11 Replies Latest reply on Feb 20, 2014 1:39 AM by amencheng

    Strange VM behavior High %USED, High %IDLE, absolutly zero activity on vm

    ewhite7 Novice

      After upgrade from 5.0 to 5.5, I am seeing strange behavior.  These few VMs also hang at 65% when using vMotion.  All have really high CPU used, and IDLE.

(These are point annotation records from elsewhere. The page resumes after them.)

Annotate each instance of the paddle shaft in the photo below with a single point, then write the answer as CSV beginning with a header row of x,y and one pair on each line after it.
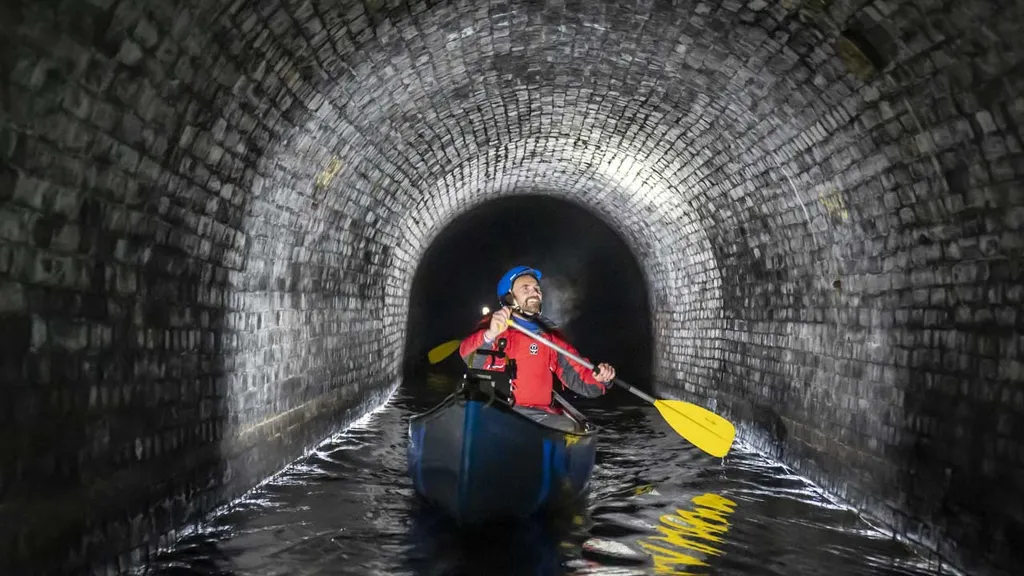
x,y
566,353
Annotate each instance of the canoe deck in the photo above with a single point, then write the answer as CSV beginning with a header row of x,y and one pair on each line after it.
x,y
480,460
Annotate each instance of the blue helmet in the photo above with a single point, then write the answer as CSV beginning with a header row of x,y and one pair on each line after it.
x,y
505,284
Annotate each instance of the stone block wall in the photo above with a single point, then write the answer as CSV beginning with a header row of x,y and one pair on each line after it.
x,y
212,213
175,327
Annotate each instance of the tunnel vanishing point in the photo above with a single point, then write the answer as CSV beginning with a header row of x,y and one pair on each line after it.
x,y
211,213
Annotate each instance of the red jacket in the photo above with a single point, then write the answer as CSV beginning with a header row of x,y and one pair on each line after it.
x,y
535,364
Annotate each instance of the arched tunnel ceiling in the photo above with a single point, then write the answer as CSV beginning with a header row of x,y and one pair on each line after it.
x,y
815,190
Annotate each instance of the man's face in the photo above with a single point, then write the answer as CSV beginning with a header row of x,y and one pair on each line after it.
x,y
527,292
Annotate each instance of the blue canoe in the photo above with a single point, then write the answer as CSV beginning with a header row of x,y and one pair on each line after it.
x,y
479,460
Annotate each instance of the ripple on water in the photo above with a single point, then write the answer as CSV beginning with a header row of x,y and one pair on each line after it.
x,y
656,505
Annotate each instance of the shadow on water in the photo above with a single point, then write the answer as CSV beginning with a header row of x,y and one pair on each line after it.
x,y
655,505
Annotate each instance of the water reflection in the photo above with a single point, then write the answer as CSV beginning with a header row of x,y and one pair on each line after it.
x,y
656,505
688,532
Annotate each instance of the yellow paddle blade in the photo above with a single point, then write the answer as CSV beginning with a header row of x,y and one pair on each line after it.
x,y
443,351
700,426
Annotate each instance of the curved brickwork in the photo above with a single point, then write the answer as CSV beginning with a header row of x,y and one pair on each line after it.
x,y
212,213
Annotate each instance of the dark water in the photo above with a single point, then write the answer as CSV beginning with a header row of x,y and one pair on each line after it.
x,y
656,505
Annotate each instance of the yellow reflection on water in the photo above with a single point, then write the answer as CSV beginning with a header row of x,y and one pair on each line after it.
x,y
689,531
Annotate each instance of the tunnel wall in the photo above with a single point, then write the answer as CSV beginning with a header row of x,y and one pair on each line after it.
x,y
216,211
169,339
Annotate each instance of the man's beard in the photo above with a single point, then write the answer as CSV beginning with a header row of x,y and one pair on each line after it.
x,y
531,305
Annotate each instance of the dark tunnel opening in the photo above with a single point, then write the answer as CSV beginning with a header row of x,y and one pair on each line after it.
x,y
594,288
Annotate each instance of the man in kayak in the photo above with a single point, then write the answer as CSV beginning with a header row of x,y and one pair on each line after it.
x,y
520,294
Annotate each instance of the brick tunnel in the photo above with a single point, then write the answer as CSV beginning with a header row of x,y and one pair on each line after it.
x,y
212,214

      If I log into the guest OS, no activity.  I mean 0.0%us.  Proxies are CentOS 5.2 Linux, the Jasper is Windows.  The Jasper has nothing but default windows process running and is completely idle.

       

      7:07:29pm up 1 day  3:44, 572 worlds, 10 VMs, 16 vCPUs; CPU load average: 0.73, 0.72, 0.73

      PCPU USED(%):  59  70  54  57  51  53  73  71 AVG:  61

      PCPU UTIL(%):  68  81  64  70  56  61  82  82 AVG:  71

       

       

            ID      GID NAME             NWLD   %USED    %RUN    %SYS   %WAIT %VMWAIT    %RDY   %IDLE  %OVRLP   %CSTP  %MLMTD  %SWPWT

        512777   512777 cl-ivrproxy         8  141.94  139.26    1.16  646.57    0.34   14.05  187.08    0.62    0.00    0.00    0.00

         66472    66472 Jasper (windows     7  140.34  138.41    0.04  554.68    0.11    6.78  197.28    0.37    0.00    0.00    0.00

        438541   438541 cl-proxy            7  139.26  137.58    0.48  550.05    0.52   12.28   91.20    0.53    0.00    0.00    0.00

       

      I have another host with a few more VMs behaving the same way.  The rest of the VMs on the hosts are behaving fine.

      The Windows VM has two vCPUs and is using the multiprocessor HAL.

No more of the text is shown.